Skills Complement MCP, They Don't Replace It

One thing the talk makes clear: skills and MCP servers serve different roles. MCP provides connectivity to the outside world. Tools, data sources, APIs. Skills provide the expertise for how to use them.

You might have an MCP server that connects to your company's internal APIs. The skill is what tells the agent the right sequence of calls to make, which endpoints are reliable and which ones will silently return stale data on Tuesdays for reasons nobody can explain, and how to handle the edge cases that only someone with battle scars would know about.

MCP is the hands. Skills are the training. One without the other gives you either a knowledgeable person with no arms or a very strong person who doesn't know what they're doing. Both bad. Both common in enterprise software.

What This Means for the Rest of Us

The talk closes with an analogy I like. Models are like processors. Massive investment, immense potential, limited use on their own. Agent runtimes are like operating systems, orchestrating what goes in and out of the model. Skills are like applications. The layer where the rest of us get to contribute.

A few companies build processors and operating systems. Millions of developers build applications. Skills open that same application layer for agents. And here's the part that surprised me: non-technical people are already building skills. Finance, recruiting, accounting, legal. People who aren't writing code are extending what these agents can do in their own domains. The accountant down the hall is now an AI developer. She doesn't know it yet, but she's putting procedural knowledge into a folder, and that's all it takes.

That's a big deal. It means the shepherd metaphor from my last post might be too narrow. It's not just engineers directing agents. It's domain experts of every kind teaching agents how to do real work in their specific context. Welcome to the party, everyone. The water's weird in here.

The Part I'm Still Thinking About

Anthropic's stated goal is that Claude on day 30 of working with you should be meaningfully better than Claude on day one. Skills are the mechanism for that. As you work with the agent, as you give it feedback and correct its mistakes, those learnings can be captured as skills. The agent writes them down in a format its future self can use efficiently.

This is continuous learning without retraining. Just files in folders, accumulating institutional knowledge over time. Your team's skills grow. New people join and their Claude already knows how the team works. The compounding effect extends beyond your organization into the broader community, just like open source libraries compound the capability of individual developers.

If that sounds like "what if onboarding documentation actually worked," you're not wrong. We've been trying to capture institutional knowledge in wikis and Confluence pages for twenty years.
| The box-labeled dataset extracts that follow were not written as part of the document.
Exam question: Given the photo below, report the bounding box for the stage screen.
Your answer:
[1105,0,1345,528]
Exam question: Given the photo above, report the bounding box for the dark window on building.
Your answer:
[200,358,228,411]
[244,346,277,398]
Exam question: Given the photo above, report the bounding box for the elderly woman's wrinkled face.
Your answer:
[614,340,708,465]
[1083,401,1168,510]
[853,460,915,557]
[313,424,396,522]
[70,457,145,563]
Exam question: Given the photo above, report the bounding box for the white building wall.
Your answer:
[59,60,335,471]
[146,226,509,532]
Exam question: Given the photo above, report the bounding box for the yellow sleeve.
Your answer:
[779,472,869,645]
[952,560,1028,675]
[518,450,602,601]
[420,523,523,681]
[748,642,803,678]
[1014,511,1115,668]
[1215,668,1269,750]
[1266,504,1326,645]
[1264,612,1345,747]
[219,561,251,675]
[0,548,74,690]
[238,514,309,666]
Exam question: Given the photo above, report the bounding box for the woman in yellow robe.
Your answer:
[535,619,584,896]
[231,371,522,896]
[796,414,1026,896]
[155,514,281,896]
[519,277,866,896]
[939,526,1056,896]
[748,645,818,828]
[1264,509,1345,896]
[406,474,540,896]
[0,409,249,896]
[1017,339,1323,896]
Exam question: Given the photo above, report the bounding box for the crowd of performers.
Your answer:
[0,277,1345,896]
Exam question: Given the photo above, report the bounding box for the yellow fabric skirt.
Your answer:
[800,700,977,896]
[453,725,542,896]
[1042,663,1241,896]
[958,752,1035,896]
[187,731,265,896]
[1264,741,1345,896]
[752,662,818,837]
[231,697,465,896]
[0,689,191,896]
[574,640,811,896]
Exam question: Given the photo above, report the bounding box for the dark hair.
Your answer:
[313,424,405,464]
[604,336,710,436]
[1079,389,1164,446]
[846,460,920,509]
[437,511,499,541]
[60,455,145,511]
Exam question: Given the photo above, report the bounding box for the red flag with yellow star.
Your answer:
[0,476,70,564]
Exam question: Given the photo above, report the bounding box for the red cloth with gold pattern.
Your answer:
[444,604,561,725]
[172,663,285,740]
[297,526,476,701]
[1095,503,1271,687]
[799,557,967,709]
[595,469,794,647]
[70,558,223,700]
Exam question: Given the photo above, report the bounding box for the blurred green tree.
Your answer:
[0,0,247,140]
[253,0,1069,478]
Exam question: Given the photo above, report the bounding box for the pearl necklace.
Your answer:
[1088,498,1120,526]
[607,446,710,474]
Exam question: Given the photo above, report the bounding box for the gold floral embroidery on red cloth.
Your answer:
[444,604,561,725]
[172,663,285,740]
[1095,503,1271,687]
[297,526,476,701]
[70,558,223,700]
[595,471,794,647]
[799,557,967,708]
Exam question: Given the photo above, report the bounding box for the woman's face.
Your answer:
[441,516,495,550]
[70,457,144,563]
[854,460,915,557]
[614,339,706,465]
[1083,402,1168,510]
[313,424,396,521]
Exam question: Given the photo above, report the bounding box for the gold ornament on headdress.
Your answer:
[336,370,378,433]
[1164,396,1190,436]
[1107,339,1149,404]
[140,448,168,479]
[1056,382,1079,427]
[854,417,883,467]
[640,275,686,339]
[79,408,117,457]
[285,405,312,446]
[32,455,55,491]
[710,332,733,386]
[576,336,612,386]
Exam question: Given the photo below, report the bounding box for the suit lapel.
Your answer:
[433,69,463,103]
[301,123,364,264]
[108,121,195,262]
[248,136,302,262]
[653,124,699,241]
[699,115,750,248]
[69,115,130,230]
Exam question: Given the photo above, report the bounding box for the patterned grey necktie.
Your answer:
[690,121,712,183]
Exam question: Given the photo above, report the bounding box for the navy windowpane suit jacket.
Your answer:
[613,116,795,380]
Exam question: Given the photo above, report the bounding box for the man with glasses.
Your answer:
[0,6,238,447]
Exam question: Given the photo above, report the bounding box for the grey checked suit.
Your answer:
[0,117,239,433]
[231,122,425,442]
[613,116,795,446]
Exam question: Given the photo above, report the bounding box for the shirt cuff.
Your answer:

It never worked because humans don't read documentation. Agents do. So maybe the fix for our broken knowledge management wasn't better wikis. It was building a colleague that actually reads them.

I don't know if the execution will match the vision. It's early. The talk is five weeks into this thing and already throwing around phrases like "evolving knowledge base" and "compounding value." Silicon Valley has never met a concept it couldn't overpromise on before lunch. But the direction feels right. The bottleneck was never the agent's intelligence. It was always its knowledge. Skills are a pragmatic, unsexy, folder-based solution to that problem.

And honestly, the best engineering solutions usually are.